There are many stories of witches plaguing those who have wronged them with lice and fleas and other infestations of the body. It seems to have been a popular form of curse. Mind you, back in the unwashed past, most people would be more or less lousy so the reality is probably the usual case of something normal but unfortunate occurring and then being blamed on witchcraft.
However, there is one account, mentioned in Christina Hole’s Witchcraft in England (1945), that makes one pause for thought. It features a veritable army of spiders. Arachnophobes look away now!
‘A Mr Duncombe of Bury St Edmunds believed himself to be bewitched on September 6, 1660,’ writes Hole, ‘when a host of reddish brown spiders, “so many as would have filled a Peck” [ie barrel], were seen going up Broad Street towards his house in an orderly company, without stragglers.

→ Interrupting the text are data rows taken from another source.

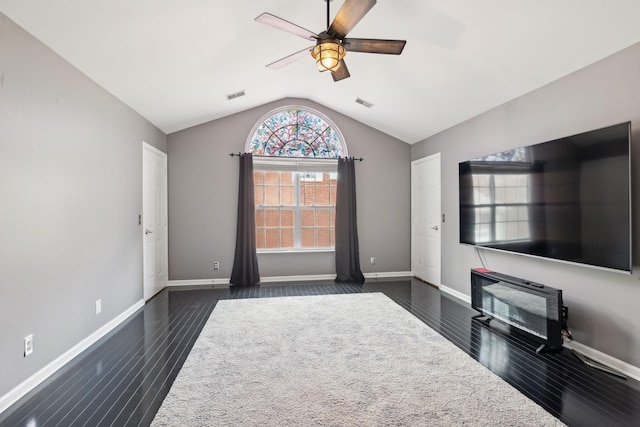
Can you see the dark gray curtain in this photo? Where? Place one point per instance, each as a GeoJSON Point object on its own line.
{"type": "Point", "coordinates": [347, 251]}
{"type": "Point", "coordinates": [245, 263]}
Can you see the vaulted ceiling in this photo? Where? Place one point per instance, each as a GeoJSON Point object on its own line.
{"type": "Point", "coordinates": [175, 61]}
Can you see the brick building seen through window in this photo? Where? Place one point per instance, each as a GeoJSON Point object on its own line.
{"type": "Point", "coordinates": [295, 210]}
{"type": "Point", "coordinates": [295, 153]}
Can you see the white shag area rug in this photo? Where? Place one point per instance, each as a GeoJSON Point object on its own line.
{"type": "Point", "coordinates": [335, 360]}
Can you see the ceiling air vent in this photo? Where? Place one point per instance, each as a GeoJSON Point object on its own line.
{"type": "Point", "coordinates": [363, 102]}
{"type": "Point", "coordinates": [235, 95]}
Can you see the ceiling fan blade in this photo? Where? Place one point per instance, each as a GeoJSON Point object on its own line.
{"type": "Point", "coordinates": [348, 16]}
{"type": "Point", "coordinates": [289, 59]}
{"type": "Point", "coordinates": [284, 25]}
{"type": "Point", "coordinates": [341, 73]}
{"type": "Point", "coordinates": [391, 47]}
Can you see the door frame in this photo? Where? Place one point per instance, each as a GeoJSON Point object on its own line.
{"type": "Point", "coordinates": [413, 165]}
{"type": "Point", "coordinates": [145, 149]}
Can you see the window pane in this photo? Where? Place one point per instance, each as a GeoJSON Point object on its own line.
{"type": "Point", "coordinates": [272, 198]}
{"type": "Point", "coordinates": [295, 210]}
{"type": "Point", "coordinates": [286, 178]}
{"type": "Point", "coordinates": [272, 178]}
{"type": "Point", "coordinates": [308, 218]}
{"type": "Point", "coordinates": [287, 196]}
{"type": "Point", "coordinates": [259, 218]}
{"type": "Point", "coordinates": [286, 217]}
{"type": "Point", "coordinates": [271, 218]}
{"type": "Point", "coordinates": [323, 237]}
{"type": "Point", "coordinates": [260, 238]}
{"type": "Point", "coordinates": [272, 238]}
{"type": "Point", "coordinates": [322, 195]}
{"type": "Point", "coordinates": [308, 238]}
{"type": "Point", "coordinates": [322, 218]}
{"type": "Point", "coordinates": [307, 194]}
{"type": "Point", "coordinates": [286, 238]}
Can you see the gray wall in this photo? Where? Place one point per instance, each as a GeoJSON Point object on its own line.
{"type": "Point", "coordinates": [203, 188]}
{"type": "Point", "coordinates": [70, 196]}
{"type": "Point", "coordinates": [603, 305]}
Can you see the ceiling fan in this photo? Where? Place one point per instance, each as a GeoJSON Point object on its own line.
{"type": "Point", "coordinates": [332, 44]}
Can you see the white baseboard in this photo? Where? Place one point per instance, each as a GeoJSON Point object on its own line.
{"type": "Point", "coordinates": [215, 283]}
{"type": "Point", "coordinates": [609, 361]}
{"type": "Point", "coordinates": [27, 385]}
{"type": "Point", "coordinates": [301, 278]}
{"type": "Point", "coordinates": [457, 294]}
{"type": "Point", "coordinates": [388, 274]}
{"type": "Point", "coordinates": [593, 354]}
{"type": "Point", "coordinates": [223, 283]}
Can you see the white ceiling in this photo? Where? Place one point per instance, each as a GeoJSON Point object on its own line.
{"type": "Point", "coordinates": [174, 61]}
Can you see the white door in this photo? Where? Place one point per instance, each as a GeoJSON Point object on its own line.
{"type": "Point", "coordinates": [425, 219]}
{"type": "Point", "coordinates": [154, 220]}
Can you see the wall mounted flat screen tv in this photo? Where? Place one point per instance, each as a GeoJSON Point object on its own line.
{"type": "Point", "coordinates": [568, 199]}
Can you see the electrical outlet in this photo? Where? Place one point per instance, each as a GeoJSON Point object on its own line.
{"type": "Point", "coordinates": [28, 345]}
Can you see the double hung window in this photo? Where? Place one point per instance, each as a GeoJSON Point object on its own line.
{"type": "Point", "coordinates": [295, 203]}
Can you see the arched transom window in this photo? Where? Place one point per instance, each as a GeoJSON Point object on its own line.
{"type": "Point", "coordinates": [296, 132]}
{"type": "Point", "coordinates": [295, 163]}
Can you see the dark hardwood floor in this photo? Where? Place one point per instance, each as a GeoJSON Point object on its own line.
{"type": "Point", "coordinates": [123, 378]}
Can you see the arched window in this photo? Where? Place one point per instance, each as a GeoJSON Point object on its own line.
{"type": "Point", "coordinates": [296, 132]}
{"type": "Point", "coordinates": [295, 175]}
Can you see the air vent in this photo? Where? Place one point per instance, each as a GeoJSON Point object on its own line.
{"type": "Point", "coordinates": [235, 95]}
{"type": "Point", "coordinates": [363, 102]}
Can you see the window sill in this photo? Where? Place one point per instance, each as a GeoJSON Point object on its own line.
{"type": "Point", "coordinates": [294, 251]}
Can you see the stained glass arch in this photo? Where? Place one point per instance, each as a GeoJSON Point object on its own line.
{"type": "Point", "coordinates": [296, 131]}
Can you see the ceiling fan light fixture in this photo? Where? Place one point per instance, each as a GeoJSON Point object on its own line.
{"type": "Point", "coordinates": [328, 54]}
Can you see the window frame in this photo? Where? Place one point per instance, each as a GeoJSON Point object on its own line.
{"type": "Point", "coordinates": [298, 167]}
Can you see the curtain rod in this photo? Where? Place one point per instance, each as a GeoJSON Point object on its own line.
{"type": "Point", "coordinates": [306, 158]}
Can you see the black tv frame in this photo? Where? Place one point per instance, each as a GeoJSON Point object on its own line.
{"type": "Point", "coordinates": [531, 249]}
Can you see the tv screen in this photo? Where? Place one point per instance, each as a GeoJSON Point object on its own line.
{"type": "Point", "coordinates": [568, 199]}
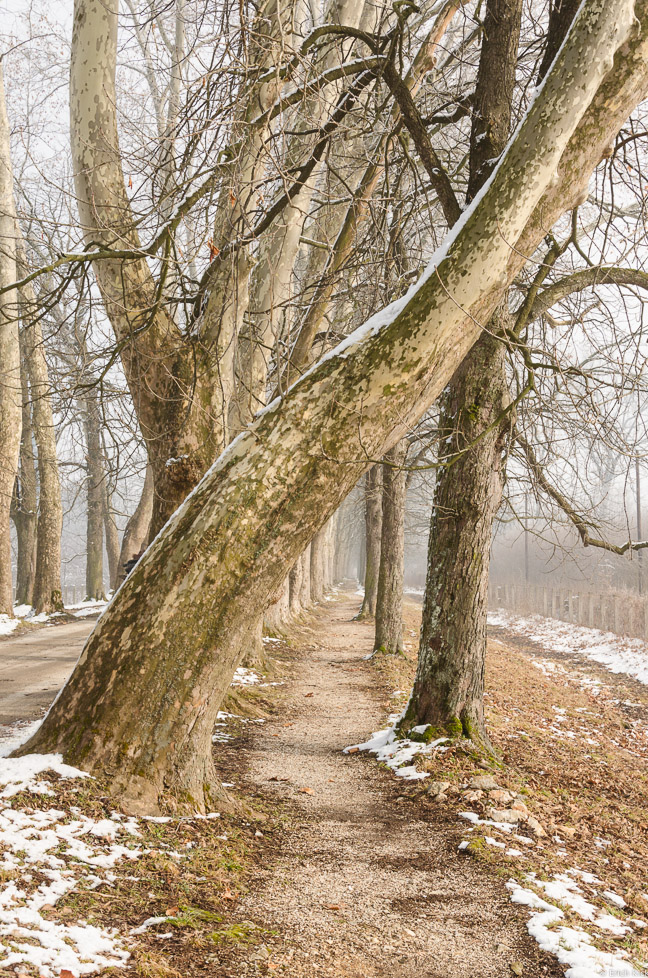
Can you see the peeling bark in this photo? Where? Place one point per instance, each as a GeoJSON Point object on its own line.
{"type": "Point", "coordinates": [373, 530]}
{"type": "Point", "coordinates": [47, 596]}
{"type": "Point", "coordinates": [137, 529]}
{"type": "Point", "coordinates": [389, 597]}
{"type": "Point", "coordinates": [10, 382]}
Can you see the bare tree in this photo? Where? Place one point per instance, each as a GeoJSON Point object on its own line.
{"type": "Point", "coordinates": [142, 700]}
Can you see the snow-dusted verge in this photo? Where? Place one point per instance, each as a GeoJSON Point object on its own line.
{"type": "Point", "coordinates": [620, 655]}
{"type": "Point", "coordinates": [551, 900]}
{"type": "Point", "coordinates": [48, 852]}
{"type": "Point", "coordinates": [574, 946]}
{"type": "Point", "coordinates": [399, 754]}
{"type": "Point", "coordinates": [45, 854]}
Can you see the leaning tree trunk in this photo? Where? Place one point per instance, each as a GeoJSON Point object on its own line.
{"type": "Point", "coordinates": [389, 603]}
{"type": "Point", "coordinates": [25, 502]}
{"type": "Point", "coordinates": [449, 686]}
{"type": "Point", "coordinates": [141, 703]}
{"type": "Point", "coordinates": [137, 529]}
{"type": "Point", "coordinates": [10, 384]}
{"type": "Point", "coordinates": [47, 583]}
{"type": "Point", "coordinates": [373, 530]}
{"type": "Point", "coordinates": [95, 499]}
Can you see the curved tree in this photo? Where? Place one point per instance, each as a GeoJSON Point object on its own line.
{"type": "Point", "coordinates": [141, 702]}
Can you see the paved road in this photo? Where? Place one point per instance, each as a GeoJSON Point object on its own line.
{"type": "Point", "coordinates": [34, 667]}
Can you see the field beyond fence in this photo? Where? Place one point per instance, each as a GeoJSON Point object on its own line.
{"type": "Point", "coordinates": [620, 612]}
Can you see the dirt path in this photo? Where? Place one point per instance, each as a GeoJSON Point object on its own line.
{"type": "Point", "coordinates": [367, 884]}
{"type": "Point", "coordinates": [34, 666]}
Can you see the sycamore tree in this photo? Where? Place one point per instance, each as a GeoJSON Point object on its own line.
{"type": "Point", "coordinates": [141, 702]}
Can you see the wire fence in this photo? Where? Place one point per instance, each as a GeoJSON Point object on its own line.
{"type": "Point", "coordinates": [621, 612]}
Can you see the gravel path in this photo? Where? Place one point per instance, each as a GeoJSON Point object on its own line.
{"type": "Point", "coordinates": [34, 666]}
{"type": "Point", "coordinates": [367, 883]}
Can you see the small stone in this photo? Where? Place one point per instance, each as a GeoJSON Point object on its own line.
{"type": "Point", "coordinates": [567, 830]}
{"type": "Point", "coordinates": [484, 782]}
{"type": "Point", "coordinates": [438, 787]}
{"type": "Point", "coordinates": [500, 797]}
{"type": "Point", "coordinates": [471, 796]}
{"type": "Point", "coordinates": [505, 815]}
{"type": "Point", "coordinates": [535, 827]}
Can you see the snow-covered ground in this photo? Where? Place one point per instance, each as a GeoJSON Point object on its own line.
{"type": "Point", "coordinates": [620, 655]}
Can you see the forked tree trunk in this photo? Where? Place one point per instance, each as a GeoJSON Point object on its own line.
{"type": "Point", "coordinates": [10, 383]}
{"type": "Point", "coordinates": [25, 501]}
{"type": "Point", "coordinates": [47, 581]}
{"type": "Point", "coordinates": [112, 537]}
{"type": "Point", "coordinates": [389, 601]}
{"type": "Point", "coordinates": [137, 529]}
{"type": "Point", "coordinates": [141, 703]}
{"type": "Point", "coordinates": [449, 686]}
{"type": "Point", "coordinates": [373, 530]}
{"type": "Point", "coordinates": [94, 499]}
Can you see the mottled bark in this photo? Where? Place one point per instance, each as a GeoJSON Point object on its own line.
{"type": "Point", "coordinates": [305, 595]}
{"type": "Point", "coordinates": [373, 530]}
{"type": "Point", "coordinates": [137, 528]}
{"type": "Point", "coordinates": [24, 509]}
{"type": "Point", "coordinates": [111, 536]}
{"type": "Point", "coordinates": [295, 579]}
{"type": "Point", "coordinates": [276, 613]}
{"type": "Point", "coordinates": [141, 703]}
{"type": "Point", "coordinates": [47, 596]}
{"type": "Point", "coordinates": [389, 598]}
{"type": "Point", "coordinates": [10, 383]}
{"type": "Point", "coordinates": [449, 685]}
{"type": "Point", "coordinates": [95, 491]}
{"type": "Point", "coordinates": [180, 389]}
{"type": "Point", "coordinates": [317, 566]}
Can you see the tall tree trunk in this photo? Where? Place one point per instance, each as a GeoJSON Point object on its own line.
{"type": "Point", "coordinates": [25, 502]}
{"type": "Point", "coordinates": [295, 577]}
{"type": "Point", "coordinates": [317, 567]}
{"type": "Point", "coordinates": [449, 685]}
{"type": "Point", "coordinates": [389, 603]}
{"type": "Point", "coordinates": [141, 703]}
{"type": "Point", "coordinates": [305, 594]}
{"type": "Point", "coordinates": [95, 499]}
{"type": "Point", "coordinates": [10, 384]}
{"type": "Point", "coordinates": [137, 529]}
{"type": "Point", "coordinates": [112, 537]}
{"type": "Point", "coordinates": [373, 531]}
{"type": "Point", "coordinates": [47, 582]}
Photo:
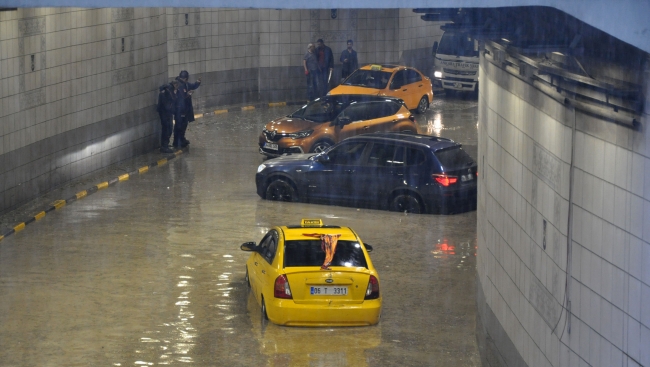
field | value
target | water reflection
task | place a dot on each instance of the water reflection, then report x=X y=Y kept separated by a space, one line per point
x=298 y=347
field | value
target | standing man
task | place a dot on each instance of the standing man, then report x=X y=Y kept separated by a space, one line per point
x=310 y=63
x=184 y=113
x=325 y=64
x=349 y=60
x=166 y=107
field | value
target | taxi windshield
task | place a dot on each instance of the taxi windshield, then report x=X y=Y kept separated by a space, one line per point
x=318 y=111
x=310 y=253
x=368 y=78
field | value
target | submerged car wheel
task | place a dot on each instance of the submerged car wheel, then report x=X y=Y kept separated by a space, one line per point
x=280 y=190
x=423 y=105
x=406 y=203
x=320 y=146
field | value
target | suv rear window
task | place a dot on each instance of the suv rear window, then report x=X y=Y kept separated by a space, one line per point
x=310 y=253
x=453 y=158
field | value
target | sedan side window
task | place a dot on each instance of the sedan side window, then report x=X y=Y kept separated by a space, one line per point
x=399 y=80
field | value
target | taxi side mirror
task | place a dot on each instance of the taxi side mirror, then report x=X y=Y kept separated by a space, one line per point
x=249 y=246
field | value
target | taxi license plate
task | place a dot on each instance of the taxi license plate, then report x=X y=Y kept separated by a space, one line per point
x=271 y=146
x=329 y=291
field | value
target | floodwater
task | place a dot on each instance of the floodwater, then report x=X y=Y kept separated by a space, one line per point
x=148 y=271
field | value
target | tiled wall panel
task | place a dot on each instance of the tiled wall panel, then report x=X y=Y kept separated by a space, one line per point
x=526 y=273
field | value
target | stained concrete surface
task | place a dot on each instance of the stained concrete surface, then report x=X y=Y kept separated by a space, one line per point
x=149 y=271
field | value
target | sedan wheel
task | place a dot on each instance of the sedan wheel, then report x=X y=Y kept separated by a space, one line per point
x=406 y=203
x=423 y=105
x=320 y=147
x=280 y=190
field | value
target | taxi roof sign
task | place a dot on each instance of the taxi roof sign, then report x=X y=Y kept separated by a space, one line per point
x=311 y=223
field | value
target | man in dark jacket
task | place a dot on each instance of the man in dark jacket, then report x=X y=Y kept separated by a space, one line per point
x=184 y=113
x=166 y=108
x=349 y=60
x=325 y=64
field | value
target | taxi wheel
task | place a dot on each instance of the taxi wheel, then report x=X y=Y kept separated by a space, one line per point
x=280 y=190
x=423 y=105
x=320 y=146
x=264 y=315
x=406 y=203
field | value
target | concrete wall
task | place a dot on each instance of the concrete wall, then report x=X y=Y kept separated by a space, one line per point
x=78 y=86
x=76 y=95
x=545 y=300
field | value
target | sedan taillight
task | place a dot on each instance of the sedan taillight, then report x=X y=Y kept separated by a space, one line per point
x=372 y=292
x=444 y=180
x=281 y=289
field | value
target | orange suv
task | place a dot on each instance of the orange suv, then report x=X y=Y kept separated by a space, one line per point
x=327 y=120
x=398 y=81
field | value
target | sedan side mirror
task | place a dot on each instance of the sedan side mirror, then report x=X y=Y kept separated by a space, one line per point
x=249 y=246
x=323 y=158
x=344 y=120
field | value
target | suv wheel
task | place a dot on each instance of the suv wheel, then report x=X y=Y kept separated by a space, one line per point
x=320 y=146
x=423 y=105
x=280 y=190
x=406 y=203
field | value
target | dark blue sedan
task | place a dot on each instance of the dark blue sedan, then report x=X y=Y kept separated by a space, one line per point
x=401 y=172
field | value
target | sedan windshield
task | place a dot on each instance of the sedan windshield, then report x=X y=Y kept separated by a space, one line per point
x=310 y=253
x=318 y=111
x=369 y=78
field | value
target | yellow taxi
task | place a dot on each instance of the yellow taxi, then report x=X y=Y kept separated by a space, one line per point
x=403 y=82
x=314 y=275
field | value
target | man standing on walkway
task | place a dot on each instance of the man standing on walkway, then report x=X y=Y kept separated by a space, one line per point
x=349 y=60
x=166 y=107
x=184 y=113
x=325 y=64
x=310 y=63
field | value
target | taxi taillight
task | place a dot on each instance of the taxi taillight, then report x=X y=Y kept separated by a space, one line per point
x=281 y=289
x=372 y=292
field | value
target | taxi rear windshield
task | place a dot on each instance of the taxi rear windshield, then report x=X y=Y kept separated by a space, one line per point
x=369 y=78
x=310 y=253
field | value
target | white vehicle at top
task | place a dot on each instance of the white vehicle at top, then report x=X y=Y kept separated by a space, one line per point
x=456 y=60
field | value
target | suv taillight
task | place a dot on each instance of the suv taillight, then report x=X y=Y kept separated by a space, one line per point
x=444 y=180
x=281 y=289
x=372 y=292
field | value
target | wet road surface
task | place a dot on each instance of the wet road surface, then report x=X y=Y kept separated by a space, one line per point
x=149 y=272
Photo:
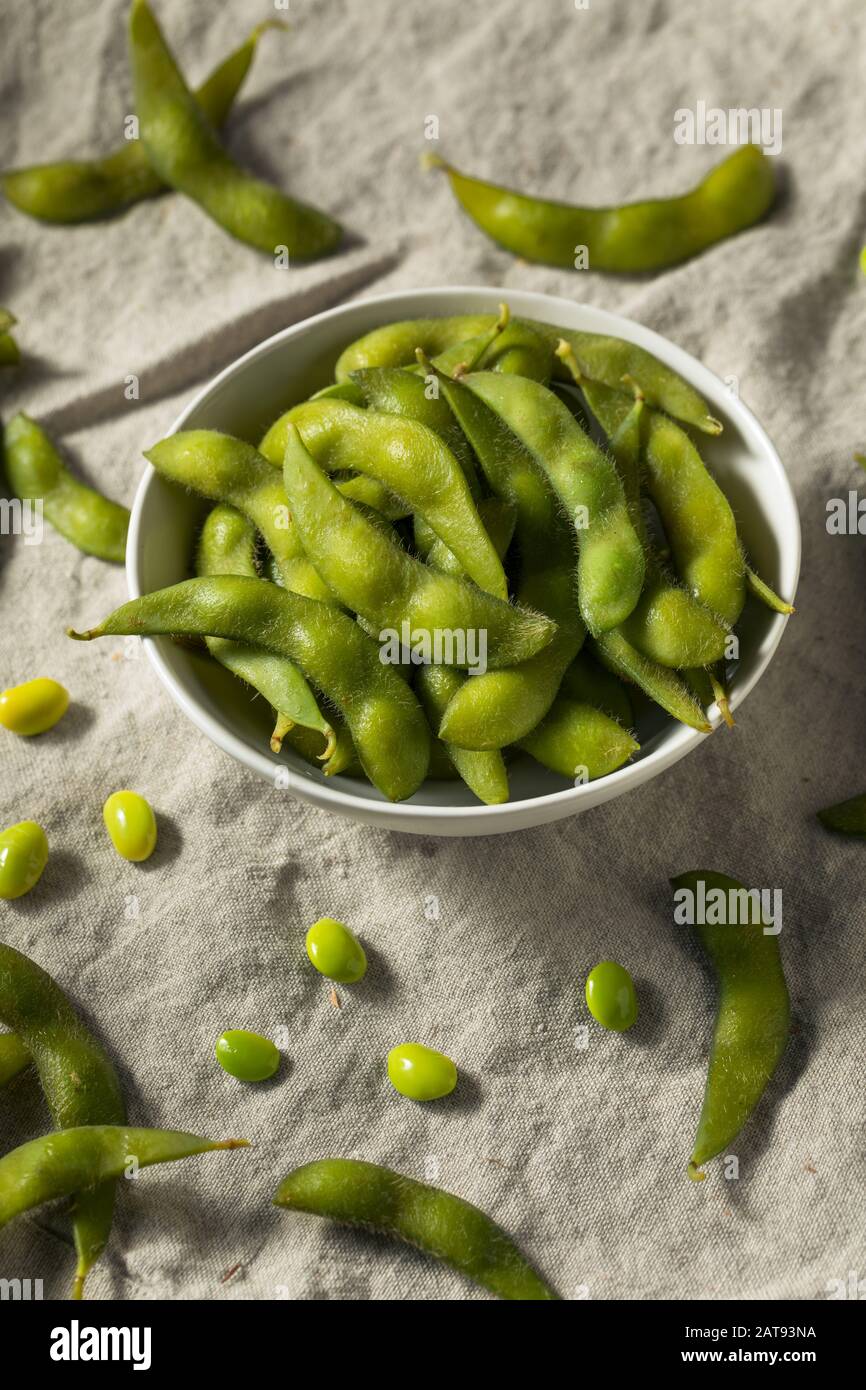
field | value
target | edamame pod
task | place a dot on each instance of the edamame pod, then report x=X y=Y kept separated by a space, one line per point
x=484 y=773
x=410 y=460
x=610 y=558
x=385 y=720
x=184 y=149
x=74 y=1159
x=697 y=517
x=38 y=474
x=228 y=470
x=669 y=624
x=601 y=357
x=79 y=1084
x=754 y=1011
x=631 y=238
x=385 y=585
x=580 y=742
x=434 y=1221
x=227 y=545
x=499 y=708
x=77 y=191
x=663 y=685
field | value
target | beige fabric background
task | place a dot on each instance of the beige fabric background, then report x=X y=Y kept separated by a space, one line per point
x=581 y=1154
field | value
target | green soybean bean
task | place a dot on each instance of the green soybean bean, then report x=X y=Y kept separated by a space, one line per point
x=34 y=706
x=78 y=1080
x=131 y=824
x=9 y=348
x=848 y=818
x=578 y=741
x=610 y=997
x=484 y=773
x=77 y=191
x=14 y=1057
x=499 y=708
x=38 y=474
x=601 y=357
x=631 y=238
x=410 y=460
x=335 y=951
x=420 y=1072
x=592 y=684
x=669 y=624
x=754 y=1009
x=24 y=852
x=72 y=1159
x=184 y=149
x=227 y=545
x=385 y=720
x=388 y=587
x=246 y=1055
x=428 y=1218
x=663 y=685
x=610 y=558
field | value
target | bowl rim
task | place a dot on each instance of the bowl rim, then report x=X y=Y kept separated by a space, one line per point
x=681 y=738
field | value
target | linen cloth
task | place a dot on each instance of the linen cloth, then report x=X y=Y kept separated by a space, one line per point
x=578 y=1153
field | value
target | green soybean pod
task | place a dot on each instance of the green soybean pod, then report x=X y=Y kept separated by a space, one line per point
x=36 y=473
x=578 y=741
x=78 y=191
x=246 y=1055
x=434 y=1221
x=407 y=459
x=663 y=685
x=227 y=545
x=697 y=517
x=385 y=720
x=24 y=852
x=184 y=149
x=385 y=585
x=627 y=239
x=14 y=1057
x=590 y=683
x=335 y=951
x=78 y=1080
x=484 y=772
x=74 y=1159
x=601 y=357
x=754 y=1011
x=610 y=558
x=499 y=708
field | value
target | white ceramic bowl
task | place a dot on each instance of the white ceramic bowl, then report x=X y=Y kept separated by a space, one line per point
x=253 y=391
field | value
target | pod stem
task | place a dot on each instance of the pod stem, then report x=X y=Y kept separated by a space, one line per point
x=282 y=726
x=766 y=595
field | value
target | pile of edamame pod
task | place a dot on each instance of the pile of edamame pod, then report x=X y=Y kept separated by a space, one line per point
x=448 y=485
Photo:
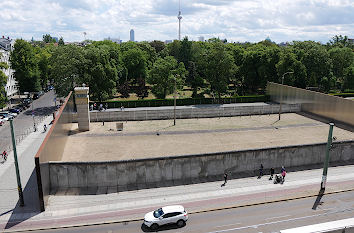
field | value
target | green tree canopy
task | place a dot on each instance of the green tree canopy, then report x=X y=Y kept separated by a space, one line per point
x=220 y=66
x=3 y=80
x=163 y=75
x=67 y=68
x=25 y=65
x=101 y=71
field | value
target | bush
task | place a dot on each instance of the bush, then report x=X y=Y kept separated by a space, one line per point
x=187 y=101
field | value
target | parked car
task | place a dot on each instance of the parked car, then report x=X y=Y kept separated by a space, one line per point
x=166 y=215
x=15 y=110
x=6 y=115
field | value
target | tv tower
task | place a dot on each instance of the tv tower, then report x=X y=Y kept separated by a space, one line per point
x=179 y=17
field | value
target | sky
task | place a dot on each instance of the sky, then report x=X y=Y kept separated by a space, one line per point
x=235 y=20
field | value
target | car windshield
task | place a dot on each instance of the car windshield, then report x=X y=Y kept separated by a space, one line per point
x=158 y=213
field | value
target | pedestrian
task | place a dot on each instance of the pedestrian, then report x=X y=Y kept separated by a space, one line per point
x=4 y=155
x=260 y=171
x=283 y=174
x=282 y=169
x=271 y=173
x=225 y=179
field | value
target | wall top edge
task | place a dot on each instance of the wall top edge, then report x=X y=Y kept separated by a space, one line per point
x=193 y=155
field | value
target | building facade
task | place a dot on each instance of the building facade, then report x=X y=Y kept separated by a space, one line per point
x=6 y=46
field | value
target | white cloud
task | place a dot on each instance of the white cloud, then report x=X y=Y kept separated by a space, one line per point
x=237 y=20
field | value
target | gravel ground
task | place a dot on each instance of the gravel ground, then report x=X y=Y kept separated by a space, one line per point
x=146 y=139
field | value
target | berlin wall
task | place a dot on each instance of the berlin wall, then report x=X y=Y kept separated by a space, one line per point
x=189 y=169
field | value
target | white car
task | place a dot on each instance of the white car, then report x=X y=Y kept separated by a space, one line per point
x=166 y=215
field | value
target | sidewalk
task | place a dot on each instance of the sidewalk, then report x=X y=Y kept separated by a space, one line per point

‘All attempts to stop them were fruitless, and they continued on their way until they reached his door. Some crept through the cracks into the house, and the rest swarmed up the two posts and spun a huge web across the door, from which they hung down in living bundles almost to the ground.
‘Evidently they were real insects, for the servants destroyed them by lighting fires under them, but in view of their extraordinary purposeful march, and the known power of witches to bring such plagues, it is not suprising that the unfortunate Mr Duncomb unhesitatingly ascribed the visitation to sorcery.’
This creepy – in more ways than one – story reminds me of M R James’s classic yarn, The Ash Tree, in which malevolent, venomous spiders, engendered by the vengeful spirit of an executed sorceress, kill anyone who sleeps in a room of the manor house which is overlooked by the tree. I always found this tale more than unsually far-fetched for James – now I’m not so sure!